Pairwise linkage disequilibrium, haplotype blocks, and recombination hotspots provide only a partial description of the patterns of dependences and independences between the allelic states at proximal loci. On the gross scale, where recombination and spatial relationships dominate, the associations can be reasonably described in these terms. However, on the fine scale of current high-density maps, the mutation process is also important and creates associations between loci that are independent of the physical ordering and that can not be summarized with pairwise measures of association. Graphical modeling provides a standard statistical framework for characterizing precisely these sorts of complex stochastic data. Although graphical models are often used in situations in which assumptions lead naturally to specific models, it is less well known that estimation of graphical models is also a developed field. We show how decomposable graphical models can be fitted to dense genetic data. The objective function is the maximized log likelihood for the model penalized by a multiple of the model's degrees of freedom. We also describe how this can be modified to incorporate prior information of locus position. Simulated annealing is used to find good solutions. Part of the appeal of this approach is that categorical phenotypes can be included in the same analysis and association with polymorphisms can be assessed jointly with the interlocus associations. We illustrate our method with genotypic data from 25 loci in the ELAC2 gene. The results contain third- and fourth-order locus interactions and show that, at this density of markers, linkage disequilibrium is not a simple function of physical distance. Graphical models provide more flexibility to express these features of the joint distribution of alleles than do monotonic functions connecting physical and genetic maps.

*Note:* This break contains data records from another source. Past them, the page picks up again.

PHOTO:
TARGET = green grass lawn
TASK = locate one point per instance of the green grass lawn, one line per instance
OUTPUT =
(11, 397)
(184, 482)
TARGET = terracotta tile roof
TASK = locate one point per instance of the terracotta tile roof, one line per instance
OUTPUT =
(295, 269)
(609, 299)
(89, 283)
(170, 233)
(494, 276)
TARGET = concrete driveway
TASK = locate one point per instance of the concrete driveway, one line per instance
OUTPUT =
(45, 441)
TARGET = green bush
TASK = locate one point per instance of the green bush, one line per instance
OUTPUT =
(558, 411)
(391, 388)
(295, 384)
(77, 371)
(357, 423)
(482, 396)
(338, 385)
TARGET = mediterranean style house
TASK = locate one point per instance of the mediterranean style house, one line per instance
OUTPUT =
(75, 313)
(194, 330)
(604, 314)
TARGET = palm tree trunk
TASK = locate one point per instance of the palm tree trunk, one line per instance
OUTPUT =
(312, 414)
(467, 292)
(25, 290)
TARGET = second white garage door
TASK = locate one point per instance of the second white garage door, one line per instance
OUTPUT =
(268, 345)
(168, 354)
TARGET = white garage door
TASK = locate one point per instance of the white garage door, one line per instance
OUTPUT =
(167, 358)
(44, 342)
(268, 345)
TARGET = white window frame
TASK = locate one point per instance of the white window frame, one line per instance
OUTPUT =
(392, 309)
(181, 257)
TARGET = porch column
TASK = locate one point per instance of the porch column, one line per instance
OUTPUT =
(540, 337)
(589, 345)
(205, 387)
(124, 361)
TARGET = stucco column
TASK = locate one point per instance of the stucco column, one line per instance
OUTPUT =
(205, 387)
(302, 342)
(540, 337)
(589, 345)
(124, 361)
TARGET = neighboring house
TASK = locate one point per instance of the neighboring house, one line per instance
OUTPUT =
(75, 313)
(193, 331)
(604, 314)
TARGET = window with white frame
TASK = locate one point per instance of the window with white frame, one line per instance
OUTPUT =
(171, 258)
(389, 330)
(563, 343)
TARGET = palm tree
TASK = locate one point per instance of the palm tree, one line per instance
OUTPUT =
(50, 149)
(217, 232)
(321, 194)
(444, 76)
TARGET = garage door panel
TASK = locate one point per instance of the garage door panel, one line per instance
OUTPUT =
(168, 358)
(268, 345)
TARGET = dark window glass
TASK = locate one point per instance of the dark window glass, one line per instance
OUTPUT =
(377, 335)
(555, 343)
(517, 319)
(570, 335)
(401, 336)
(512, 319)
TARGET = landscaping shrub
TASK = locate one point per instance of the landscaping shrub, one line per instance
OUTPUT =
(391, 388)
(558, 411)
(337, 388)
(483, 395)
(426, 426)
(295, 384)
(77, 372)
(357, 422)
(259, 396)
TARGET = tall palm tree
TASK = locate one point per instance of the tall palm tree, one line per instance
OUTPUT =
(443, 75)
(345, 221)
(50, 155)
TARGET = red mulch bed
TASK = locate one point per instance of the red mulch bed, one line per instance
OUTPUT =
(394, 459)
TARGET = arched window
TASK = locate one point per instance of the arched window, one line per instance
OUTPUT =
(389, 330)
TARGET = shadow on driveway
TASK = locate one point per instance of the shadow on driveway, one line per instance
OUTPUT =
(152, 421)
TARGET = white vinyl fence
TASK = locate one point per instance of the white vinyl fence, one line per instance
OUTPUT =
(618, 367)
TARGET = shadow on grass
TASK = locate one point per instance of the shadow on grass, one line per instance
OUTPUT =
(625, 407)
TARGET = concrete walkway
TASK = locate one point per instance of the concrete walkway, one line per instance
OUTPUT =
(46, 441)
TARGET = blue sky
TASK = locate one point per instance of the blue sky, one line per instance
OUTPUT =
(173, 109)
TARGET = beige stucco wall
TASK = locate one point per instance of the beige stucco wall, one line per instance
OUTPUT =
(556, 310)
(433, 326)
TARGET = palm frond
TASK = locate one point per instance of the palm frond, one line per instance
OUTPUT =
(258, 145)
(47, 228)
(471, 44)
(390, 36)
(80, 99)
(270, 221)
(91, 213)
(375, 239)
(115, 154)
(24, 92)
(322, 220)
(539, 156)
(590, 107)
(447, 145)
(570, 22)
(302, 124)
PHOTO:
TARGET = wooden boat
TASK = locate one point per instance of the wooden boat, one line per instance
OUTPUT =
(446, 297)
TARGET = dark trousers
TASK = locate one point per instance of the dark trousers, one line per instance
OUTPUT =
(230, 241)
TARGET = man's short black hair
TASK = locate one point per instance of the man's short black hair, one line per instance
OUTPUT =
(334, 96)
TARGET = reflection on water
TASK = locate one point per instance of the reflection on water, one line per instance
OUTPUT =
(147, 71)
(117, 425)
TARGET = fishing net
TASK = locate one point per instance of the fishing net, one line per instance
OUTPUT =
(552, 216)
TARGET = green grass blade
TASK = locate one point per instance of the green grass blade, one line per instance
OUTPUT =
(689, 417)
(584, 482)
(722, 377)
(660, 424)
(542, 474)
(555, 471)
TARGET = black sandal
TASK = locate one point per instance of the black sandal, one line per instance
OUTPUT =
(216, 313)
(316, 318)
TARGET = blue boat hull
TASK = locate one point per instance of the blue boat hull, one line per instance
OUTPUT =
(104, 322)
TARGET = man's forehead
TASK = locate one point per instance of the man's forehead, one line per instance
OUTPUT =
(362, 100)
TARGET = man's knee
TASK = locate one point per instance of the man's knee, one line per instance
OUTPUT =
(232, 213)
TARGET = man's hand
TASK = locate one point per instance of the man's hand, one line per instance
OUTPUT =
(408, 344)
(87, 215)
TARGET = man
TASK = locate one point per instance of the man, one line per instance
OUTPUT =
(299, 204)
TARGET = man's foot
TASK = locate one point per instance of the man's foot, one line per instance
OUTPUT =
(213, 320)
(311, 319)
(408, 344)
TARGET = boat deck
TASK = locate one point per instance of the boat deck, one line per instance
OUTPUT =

成对连锁不平衡、单倍型块和重组热点仅部分描述了近端位点等位基因状态之间的依赖和独立模式。在宏观尺度上,重组和空间关系占主导地位,这些关联可以用这些术语合理描述。然而,在当前高密度图谱的精细尺度上,突变过程也很重要,它会在与物理排序无关且无法用成对关联度量进行总结的位点之间产生关联。图形建模提供了一个标准的统计框架,用于精确表征这类复杂的随机数据。尽管图形模型常用于假设自然导致特定模型的情况,但鲜为人知的是,图形模型的估计也是一个成熟的领域。我们展示了如何将可分解图形模型拟合到密集的遗传数据中。目标函数是模型的对数似然最大化,并由模型自由度的倍数进行惩罚。我们还描述了如何对其进行修改以纳入位点位置的先验信息。使用模拟退火来找到好的解决方案。这种方法的部分吸引力在于,可以在同一分析中纳入分类表型,并可以与位点间关联一起评估与多态性的关联。我们用ELAC2基因中25个位点的基因型数据说明了我们的方法。结果包含三阶和四阶位点相互作用,并表明,在这种标记密度下,连锁不平衡不是物理距离的简单函数。与连接物理图谱和遗传图谱的单调函数相比,图形模型在表达等位基因联合分布的这些特征方面提供了更大的灵活性。